Dans les années 1970, des mouvements kanak ont émis des revendications hors des réserves. Le gouvernement français a alors lancé en 1978 une réforme foncière, qui s’est traduite par le rachat de terres par la puissance publique et leur restitution aux tribus mélanésiennes, constituées en Groupements de droit particulier local (GDPL) depuis 1999. Les GDPL sont des structures juridiques regroupant des individus de statut civil coutumier, dotées d’une personnalité morale. Il existe 341 GDLP fonciers en 2017.

Cependant, la redistribution ne permet pas d’exploiter facilement le domaine coutumier. En effet, ces terres sont inaliénables, insaisissables, incommutables et incessibles (les 4 « i »), ce qui interdit en principe de les vendre, de les hypothéquer et même de les intégrer dans les documents d’urbanisme.

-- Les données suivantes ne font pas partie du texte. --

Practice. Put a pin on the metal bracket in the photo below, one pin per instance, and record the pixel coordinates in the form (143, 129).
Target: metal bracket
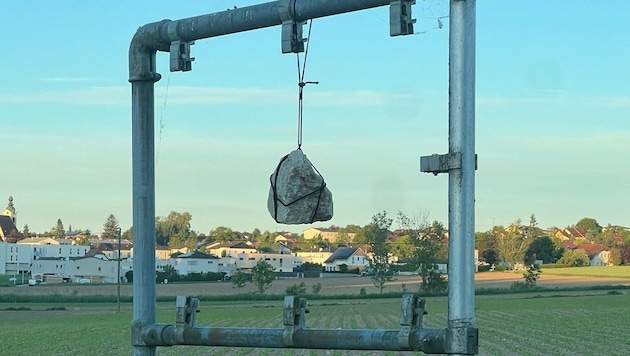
(186, 310)
(180, 56)
(462, 341)
(411, 314)
(293, 318)
(292, 40)
(400, 21)
(442, 163)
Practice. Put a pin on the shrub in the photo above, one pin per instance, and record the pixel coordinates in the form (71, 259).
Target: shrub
(296, 289)
(317, 288)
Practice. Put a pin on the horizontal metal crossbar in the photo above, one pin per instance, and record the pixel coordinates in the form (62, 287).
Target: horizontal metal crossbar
(410, 337)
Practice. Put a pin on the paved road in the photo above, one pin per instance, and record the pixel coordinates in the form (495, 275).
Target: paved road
(330, 286)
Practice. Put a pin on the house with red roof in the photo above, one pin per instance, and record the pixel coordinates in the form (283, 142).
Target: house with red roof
(598, 254)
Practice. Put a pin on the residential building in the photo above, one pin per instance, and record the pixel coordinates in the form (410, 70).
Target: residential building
(598, 254)
(233, 248)
(95, 267)
(280, 262)
(330, 235)
(199, 262)
(351, 257)
(314, 257)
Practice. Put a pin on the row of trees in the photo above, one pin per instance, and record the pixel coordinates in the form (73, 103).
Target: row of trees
(518, 244)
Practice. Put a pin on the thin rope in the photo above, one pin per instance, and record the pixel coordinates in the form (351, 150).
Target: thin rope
(301, 82)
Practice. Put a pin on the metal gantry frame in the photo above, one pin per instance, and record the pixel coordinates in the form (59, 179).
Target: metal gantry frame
(460, 337)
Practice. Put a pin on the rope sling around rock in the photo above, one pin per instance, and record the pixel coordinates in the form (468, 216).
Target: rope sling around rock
(298, 192)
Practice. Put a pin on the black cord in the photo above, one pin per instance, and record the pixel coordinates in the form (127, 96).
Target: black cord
(301, 82)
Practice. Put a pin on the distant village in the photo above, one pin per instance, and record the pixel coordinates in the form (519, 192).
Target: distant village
(104, 260)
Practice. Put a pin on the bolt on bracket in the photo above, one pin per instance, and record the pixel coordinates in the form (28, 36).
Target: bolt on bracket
(411, 313)
(442, 163)
(180, 56)
(292, 30)
(462, 341)
(400, 21)
(293, 317)
(186, 309)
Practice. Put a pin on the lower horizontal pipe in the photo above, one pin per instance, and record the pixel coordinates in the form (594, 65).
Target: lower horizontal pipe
(426, 340)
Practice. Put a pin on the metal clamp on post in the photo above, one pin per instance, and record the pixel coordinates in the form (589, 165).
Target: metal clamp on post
(180, 50)
(293, 318)
(292, 40)
(411, 313)
(400, 21)
(186, 310)
(462, 341)
(442, 163)
(180, 56)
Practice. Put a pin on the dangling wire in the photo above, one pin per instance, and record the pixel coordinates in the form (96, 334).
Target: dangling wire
(301, 82)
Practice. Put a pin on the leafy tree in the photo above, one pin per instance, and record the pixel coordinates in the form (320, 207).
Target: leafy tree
(428, 243)
(607, 236)
(262, 275)
(615, 257)
(26, 232)
(486, 243)
(376, 235)
(58, 230)
(574, 258)
(296, 289)
(590, 225)
(256, 234)
(543, 248)
(512, 247)
(176, 227)
(625, 236)
(403, 248)
(128, 234)
(223, 234)
(13, 236)
(342, 237)
(530, 276)
(110, 228)
(84, 241)
(266, 242)
(169, 273)
(238, 279)
(319, 242)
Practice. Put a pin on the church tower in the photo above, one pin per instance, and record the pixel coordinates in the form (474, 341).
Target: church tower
(10, 211)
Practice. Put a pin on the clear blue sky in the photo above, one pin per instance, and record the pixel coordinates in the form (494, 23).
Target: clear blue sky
(552, 114)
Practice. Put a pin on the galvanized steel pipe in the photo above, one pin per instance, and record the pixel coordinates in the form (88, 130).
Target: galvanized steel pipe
(427, 340)
(461, 269)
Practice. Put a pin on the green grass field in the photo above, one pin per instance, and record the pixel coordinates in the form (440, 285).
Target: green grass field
(599, 272)
(519, 324)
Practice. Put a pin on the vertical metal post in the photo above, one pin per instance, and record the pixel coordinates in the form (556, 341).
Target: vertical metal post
(118, 274)
(461, 195)
(142, 91)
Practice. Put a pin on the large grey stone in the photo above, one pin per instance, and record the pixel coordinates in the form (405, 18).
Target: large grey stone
(298, 193)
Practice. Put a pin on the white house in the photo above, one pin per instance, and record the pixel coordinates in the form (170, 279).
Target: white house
(95, 269)
(280, 262)
(225, 249)
(314, 257)
(199, 262)
(352, 257)
(16, 258)
(48, 247)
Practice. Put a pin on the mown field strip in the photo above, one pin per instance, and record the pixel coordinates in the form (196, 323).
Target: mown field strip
(508, 325)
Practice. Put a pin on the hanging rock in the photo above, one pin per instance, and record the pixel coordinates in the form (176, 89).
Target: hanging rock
(298, 193)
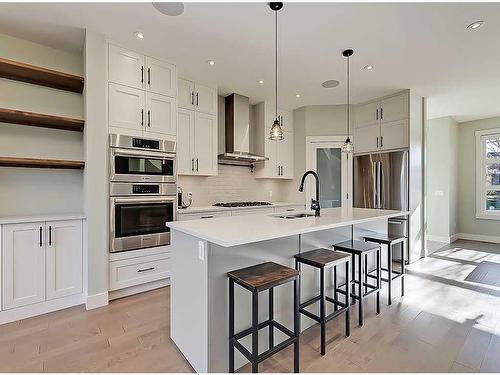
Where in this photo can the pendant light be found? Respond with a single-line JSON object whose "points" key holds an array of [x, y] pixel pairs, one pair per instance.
{"points": [[348, 147], [276, 133]]}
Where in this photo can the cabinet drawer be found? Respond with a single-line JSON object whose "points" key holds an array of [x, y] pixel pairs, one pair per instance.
{"points": [[136, 271], [202, 215]]}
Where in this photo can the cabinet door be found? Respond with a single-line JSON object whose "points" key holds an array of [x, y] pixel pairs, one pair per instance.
{"points": [[186, 94], [394, 109], [394, 135], [126, 107], [161, 116], [64, 258], [206, 99], [161, 77], [126, 67], [23, 264], [366, 138], [185, 141], [205, 144], [285, 156]]}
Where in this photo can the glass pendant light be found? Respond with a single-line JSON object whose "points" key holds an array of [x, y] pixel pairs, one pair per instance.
{"points": [[276, 133], [348, 146]]}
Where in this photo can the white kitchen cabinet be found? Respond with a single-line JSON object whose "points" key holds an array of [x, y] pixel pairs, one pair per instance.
{"points": [[64, 258], [125, 67], [382, 125], [23, 268], [197, 97], [161, 114], [161, 77]]}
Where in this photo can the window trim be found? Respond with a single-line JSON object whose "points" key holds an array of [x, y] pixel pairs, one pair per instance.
{"points": [[481, 212]]}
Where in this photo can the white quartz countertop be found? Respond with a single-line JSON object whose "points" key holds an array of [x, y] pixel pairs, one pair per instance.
{"points": [[238, 230]]}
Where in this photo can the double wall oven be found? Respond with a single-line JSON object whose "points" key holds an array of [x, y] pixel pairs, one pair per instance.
{"points": [[142, 192]]}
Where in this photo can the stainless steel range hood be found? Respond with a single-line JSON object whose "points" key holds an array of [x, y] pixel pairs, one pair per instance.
{"points": [[237, 131]]}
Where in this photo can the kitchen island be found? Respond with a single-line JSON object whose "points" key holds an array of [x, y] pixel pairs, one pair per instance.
{"points": [[203, 251]]}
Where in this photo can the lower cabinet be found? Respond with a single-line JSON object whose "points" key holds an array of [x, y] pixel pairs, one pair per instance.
{"points": [[41, 261]]}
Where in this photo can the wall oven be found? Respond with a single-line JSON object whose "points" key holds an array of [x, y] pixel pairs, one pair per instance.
{"points": [[135, 159]]}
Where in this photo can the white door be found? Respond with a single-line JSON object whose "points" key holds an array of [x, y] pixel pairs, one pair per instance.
{"points": [[205, 144], [206, 99], [161, 114], [394, 135], [186, 95], [126, 67], [394, 109], [285, 155], [161, 77], [366, 138], [325, 157], [185, 141], [64, 258], [23, 264], [126, 107]]}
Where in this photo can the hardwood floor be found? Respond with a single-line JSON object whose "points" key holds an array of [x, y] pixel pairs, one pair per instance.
{"points": [[443, 324]]}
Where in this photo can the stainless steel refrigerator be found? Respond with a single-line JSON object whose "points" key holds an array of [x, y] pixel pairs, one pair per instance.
{"points": [[381, 181]]}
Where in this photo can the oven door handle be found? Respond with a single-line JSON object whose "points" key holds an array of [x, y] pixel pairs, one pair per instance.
{"points": [[153, 154]]}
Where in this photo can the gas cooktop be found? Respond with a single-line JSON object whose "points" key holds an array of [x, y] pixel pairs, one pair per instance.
{"points": [[241, 204]]}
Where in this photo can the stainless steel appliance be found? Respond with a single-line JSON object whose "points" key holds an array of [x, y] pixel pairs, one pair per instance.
{"points": [[134, 159], [381, 181], [138, 213]]}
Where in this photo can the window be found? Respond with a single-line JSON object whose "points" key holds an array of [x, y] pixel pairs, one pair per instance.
{"points": [[488, 174]]}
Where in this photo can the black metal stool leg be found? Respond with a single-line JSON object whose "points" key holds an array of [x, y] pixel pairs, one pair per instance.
{"points": [[231, 326], [255, 331], [322, 303], [347, 293]]}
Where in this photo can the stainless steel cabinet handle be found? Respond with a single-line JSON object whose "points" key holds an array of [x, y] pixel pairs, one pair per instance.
{"points": [[146, 269]]}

Mais les tenants du respect de la coutume ne sont pas forcément tenants d’un immobilisme. Selon le sociologue Patrick Pillon,

« Après la lutte politique, l’accession à l’indépendance passe désormais aux yeux du Front de Libération nationale kanak socialiste (FLNKS) par la gestion et l’aménagement du territoire. »

Les terres coutumières, Sciences Po Paris, données ISEE (2018). Céline Cassourret, Juliette Hebenstreit, Camille Sachot, Valentin Napoli, Author provided

La conciliation entre coutume et droit commun

Depuis le début des années 2000, des mécanismes ont été mis en place par les autorités publiques et coutumières afin de mettre en valeur les terres kanak tout en respectant leur statut juridique et leur mode de gouvernance.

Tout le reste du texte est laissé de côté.